Es por ello que, desde su magnífico comienzo hasta su soberbio final, el metraje que Anderson pone en pie se impregna de los modos narrativos del cine mudo y de ese ritmo alocado que, por ejemplo, podíamos ver en las cintas de Meliés o en el humor físico de Buster Keaton o Harold Lloyd. Mirada cargada de respeto hacia lo que los padres del séptimo arte nos legaron hace más de un siglo, 'El gran hotel Budapest' se alza pues, en primera instancia, como toda una declaración que exuda amor por el cine por los cuatro costados de todos y cada uno de los fotogramas que componen sus 100 minutos de duración.

Un amor que, además de echar mano de maquetas, trucajes fotográficos, montajes algo acelerados y un formato 4:3 que evoca otros tiempos —ni mejores ni peores, simplemente otros— se deja notar, y cómo, en el sentido del humor que dimana de todo el filme. Un sentido del humor del que se empapan, en un momento u otro, la totalidad de los personajes y que va saltando del slapstick a la más fina ironía, de ésta al sarcasmo más caústico y de aquí, directamente, al gran sentido de la farsa y la acidez de la soterrada crítica historicista que ni puede ni quiere ocultar su máximo artífice.
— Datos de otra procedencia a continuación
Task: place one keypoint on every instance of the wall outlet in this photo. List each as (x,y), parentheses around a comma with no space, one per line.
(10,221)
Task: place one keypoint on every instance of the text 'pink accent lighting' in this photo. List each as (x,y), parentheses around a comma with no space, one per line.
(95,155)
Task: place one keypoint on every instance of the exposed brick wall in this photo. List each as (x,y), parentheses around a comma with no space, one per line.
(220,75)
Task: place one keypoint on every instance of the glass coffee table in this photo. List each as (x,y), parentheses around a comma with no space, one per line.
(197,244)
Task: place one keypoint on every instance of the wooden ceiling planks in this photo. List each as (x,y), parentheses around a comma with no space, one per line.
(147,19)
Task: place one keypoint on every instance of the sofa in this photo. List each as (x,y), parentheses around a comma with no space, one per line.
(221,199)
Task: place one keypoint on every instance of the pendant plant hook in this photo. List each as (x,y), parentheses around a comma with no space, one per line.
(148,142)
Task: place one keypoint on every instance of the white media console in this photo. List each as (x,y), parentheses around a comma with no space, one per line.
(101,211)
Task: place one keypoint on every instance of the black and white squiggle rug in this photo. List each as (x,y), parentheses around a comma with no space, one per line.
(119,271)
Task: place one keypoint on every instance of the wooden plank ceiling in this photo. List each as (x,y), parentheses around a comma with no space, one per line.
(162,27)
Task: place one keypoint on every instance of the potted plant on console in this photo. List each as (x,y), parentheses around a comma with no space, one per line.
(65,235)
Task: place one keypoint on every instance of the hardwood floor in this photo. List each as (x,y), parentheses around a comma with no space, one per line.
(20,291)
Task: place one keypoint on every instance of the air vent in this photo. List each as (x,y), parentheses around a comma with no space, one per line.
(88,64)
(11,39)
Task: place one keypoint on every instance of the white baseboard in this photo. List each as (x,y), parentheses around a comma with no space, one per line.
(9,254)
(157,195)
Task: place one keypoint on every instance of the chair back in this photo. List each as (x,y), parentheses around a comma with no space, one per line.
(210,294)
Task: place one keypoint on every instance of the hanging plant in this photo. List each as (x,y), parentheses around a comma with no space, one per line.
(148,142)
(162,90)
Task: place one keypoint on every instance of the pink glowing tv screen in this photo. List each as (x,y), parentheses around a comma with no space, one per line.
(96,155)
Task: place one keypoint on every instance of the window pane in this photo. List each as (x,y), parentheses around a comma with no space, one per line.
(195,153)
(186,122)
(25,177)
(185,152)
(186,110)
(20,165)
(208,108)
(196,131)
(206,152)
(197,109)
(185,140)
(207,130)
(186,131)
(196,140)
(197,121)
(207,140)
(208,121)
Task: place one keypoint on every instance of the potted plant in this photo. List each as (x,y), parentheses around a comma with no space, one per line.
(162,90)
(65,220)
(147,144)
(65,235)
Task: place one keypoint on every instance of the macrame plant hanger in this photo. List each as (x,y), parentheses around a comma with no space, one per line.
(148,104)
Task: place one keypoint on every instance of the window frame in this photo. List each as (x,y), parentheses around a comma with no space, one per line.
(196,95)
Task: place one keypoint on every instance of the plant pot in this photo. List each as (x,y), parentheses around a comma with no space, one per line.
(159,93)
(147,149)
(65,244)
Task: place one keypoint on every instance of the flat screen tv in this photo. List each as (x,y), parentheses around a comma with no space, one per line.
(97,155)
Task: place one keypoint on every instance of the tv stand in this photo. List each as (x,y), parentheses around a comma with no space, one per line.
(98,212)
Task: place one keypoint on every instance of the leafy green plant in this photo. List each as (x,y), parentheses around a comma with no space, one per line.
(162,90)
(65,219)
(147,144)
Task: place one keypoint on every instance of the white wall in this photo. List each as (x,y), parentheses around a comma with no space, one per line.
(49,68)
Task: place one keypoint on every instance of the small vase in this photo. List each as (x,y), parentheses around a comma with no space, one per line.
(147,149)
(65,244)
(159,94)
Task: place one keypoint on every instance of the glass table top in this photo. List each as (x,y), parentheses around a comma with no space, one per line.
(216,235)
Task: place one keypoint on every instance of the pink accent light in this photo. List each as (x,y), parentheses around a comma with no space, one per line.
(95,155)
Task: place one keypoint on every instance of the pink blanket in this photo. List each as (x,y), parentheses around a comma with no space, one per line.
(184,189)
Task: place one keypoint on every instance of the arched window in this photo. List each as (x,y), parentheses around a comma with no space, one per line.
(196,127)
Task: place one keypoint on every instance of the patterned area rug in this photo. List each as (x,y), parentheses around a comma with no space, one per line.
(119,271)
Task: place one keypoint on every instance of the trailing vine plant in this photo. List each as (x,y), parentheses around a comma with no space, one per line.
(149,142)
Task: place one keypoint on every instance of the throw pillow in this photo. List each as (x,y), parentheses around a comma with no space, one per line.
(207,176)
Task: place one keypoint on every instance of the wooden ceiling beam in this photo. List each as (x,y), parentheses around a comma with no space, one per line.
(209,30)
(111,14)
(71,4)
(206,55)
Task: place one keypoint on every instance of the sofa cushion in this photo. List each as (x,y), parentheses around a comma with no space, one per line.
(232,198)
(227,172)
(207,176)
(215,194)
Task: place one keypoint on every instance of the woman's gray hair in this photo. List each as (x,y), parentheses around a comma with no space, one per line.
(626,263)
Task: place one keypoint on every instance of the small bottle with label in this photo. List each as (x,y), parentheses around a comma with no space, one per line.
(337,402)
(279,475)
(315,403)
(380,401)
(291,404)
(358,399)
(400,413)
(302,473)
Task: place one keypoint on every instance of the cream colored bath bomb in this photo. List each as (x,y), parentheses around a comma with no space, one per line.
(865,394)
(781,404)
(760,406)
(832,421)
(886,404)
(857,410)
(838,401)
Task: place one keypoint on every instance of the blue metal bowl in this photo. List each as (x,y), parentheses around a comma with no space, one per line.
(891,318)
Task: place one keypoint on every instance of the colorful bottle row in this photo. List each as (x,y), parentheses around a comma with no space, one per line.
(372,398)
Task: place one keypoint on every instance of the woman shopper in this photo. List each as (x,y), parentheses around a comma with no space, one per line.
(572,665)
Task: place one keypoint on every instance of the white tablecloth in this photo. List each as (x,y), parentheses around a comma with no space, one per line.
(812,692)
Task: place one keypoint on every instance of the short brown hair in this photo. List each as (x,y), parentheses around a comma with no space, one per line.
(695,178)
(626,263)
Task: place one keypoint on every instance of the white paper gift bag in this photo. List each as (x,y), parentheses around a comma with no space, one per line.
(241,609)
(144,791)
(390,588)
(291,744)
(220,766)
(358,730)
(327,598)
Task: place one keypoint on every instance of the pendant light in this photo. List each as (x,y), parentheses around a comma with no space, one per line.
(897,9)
La impecable labor del reparto al completo —de exquisito podría calificarse lo que Ralph Fiennes nos regala aquí—, sorpresa del debut de Tony Revolori incluída, ayuda sobremanera a dejarse embelesar por la constante delicia que es este cautivador relato. Un relato que invita a perderse en lo colorido de su factura fotográfica, en ciertas secuencias sobresalientes —atención a la de la cárcel o la que lleva a los dos protagonistas a una frenética persecución por la nieve— y que, no obstante, deja un hondo poso en el espectador que incita a ciertas reflexiones invisibles a primera vista.

Entre ellas destaca, y muy a la manera de lo que podemos leerle en cada nueva entrega de 'Palookaville' a ese enorme autor de cómics que es el canadiense Seth, la intencionada búsqueda de la nostalgia en lo que nos rodea y la aceptación de lo que hay de enriquecedor en esa mirada hacia otro tiempo que de ella se desprende. Un filme para ver con todos los sentidos bien alerta y para seguir revisándolo en la memoria una vez se sale, sonrisa de oreja a oreja mediante, de una sala que guarda un pequeño tesoro lleno de magia y que cualquier cinéfilo, sea del palo que sea, debería tener a bien descubrir.